State proposes new rules for troubled teen treatment
MISSOULA, Mont. (AP) — The Montana health department is proposing new rules for licensing private residential treatment programs for troubled teens now that the agency has oversight of such programs.
The proposed rules include licensing requirements, unannounced inspections and protocols for reporting abuse and neglect. Programs would not be allowed to punish residents’ behavior through seclusion, physical discipline, excessive physical exercise or by withholding food or water, or denying family visits, the rules state.
Programs would have to develop admission policies to define the types of issues they treat and staff must pass background checks, according to the proposed rules .
Public comment on the proposed rules will be taken at a hearing on Sept. 12 at the DPHHS auditorium in Helena, the Missoulian reports . Written comment is also being accepted by mail or email.

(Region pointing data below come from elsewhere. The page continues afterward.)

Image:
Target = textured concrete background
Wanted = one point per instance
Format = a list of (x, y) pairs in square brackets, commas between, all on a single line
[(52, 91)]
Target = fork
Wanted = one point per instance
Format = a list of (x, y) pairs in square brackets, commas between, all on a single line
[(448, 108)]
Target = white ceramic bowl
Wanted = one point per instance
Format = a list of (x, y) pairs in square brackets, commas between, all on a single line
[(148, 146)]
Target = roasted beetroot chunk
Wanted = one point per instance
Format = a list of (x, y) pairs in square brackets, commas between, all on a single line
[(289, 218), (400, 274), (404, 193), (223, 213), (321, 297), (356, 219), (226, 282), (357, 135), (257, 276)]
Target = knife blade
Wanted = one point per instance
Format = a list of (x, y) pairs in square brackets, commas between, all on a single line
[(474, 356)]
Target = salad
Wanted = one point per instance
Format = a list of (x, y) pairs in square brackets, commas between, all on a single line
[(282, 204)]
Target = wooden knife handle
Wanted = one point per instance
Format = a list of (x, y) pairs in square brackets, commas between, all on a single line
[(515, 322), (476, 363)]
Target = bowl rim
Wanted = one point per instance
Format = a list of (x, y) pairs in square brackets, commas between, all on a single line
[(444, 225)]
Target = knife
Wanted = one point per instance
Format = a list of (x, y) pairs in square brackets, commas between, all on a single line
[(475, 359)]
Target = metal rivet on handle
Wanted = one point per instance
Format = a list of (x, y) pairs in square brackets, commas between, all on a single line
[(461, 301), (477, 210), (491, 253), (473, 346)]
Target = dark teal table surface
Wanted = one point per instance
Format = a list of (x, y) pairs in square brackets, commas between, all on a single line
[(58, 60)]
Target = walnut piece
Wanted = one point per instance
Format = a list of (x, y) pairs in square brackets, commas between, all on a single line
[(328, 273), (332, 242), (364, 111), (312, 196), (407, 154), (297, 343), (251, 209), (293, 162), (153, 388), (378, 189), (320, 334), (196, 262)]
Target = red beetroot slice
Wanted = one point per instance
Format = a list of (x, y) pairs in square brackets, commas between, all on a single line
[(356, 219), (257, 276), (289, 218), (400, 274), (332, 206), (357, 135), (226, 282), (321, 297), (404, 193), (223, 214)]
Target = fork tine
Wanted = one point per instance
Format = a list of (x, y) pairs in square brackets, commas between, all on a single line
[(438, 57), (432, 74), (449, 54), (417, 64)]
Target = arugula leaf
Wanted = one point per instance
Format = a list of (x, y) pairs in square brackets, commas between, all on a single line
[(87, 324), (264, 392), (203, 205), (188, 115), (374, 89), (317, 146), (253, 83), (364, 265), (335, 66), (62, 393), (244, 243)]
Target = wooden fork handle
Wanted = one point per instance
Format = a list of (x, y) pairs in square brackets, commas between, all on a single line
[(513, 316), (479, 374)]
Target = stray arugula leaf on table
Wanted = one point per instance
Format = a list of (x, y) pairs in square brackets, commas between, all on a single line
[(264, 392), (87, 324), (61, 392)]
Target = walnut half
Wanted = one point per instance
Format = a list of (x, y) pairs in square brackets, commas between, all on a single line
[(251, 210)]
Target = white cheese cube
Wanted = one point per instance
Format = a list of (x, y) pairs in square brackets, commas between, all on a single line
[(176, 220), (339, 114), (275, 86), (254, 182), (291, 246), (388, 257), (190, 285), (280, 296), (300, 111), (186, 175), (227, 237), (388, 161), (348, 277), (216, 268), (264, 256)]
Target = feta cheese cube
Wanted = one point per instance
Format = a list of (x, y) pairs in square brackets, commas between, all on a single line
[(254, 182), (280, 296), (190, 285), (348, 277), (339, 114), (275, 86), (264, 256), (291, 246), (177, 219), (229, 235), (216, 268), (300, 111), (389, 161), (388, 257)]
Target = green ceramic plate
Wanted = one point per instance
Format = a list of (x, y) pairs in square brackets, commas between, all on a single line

Prior to July 1, state law allowed a board made up mostly of administrators of private treatment programs to oversee private residential treatment programs.
The state Department of Public Health and Human Services removed 27 children from The Ranch for Kid in northwestern Montana just weeks after gaining oversight of the 15 licensed programs citing escalating reports of physical and psychological abuse at the ranch.
The Private Alternative Adolescent Residential and Outdoor Treatment Program board had received 10 complaints about the Ranch for Kids, but it continued to operate. It wasn’t until after the 2019 Legislature passed a bill to move oversight to the health department that the board wrote to ranch administrators saying it found some of its practices abusive and unprofessional.
The ranch provided treatment for children who hadn’t bonded with their adoptive families and those who suffered from the effects of their mother’s alcohol use while she was pregnant.
The program’s executive director, Bill Sutley, has said he plans to challenge the state’s suspension of his program’s license.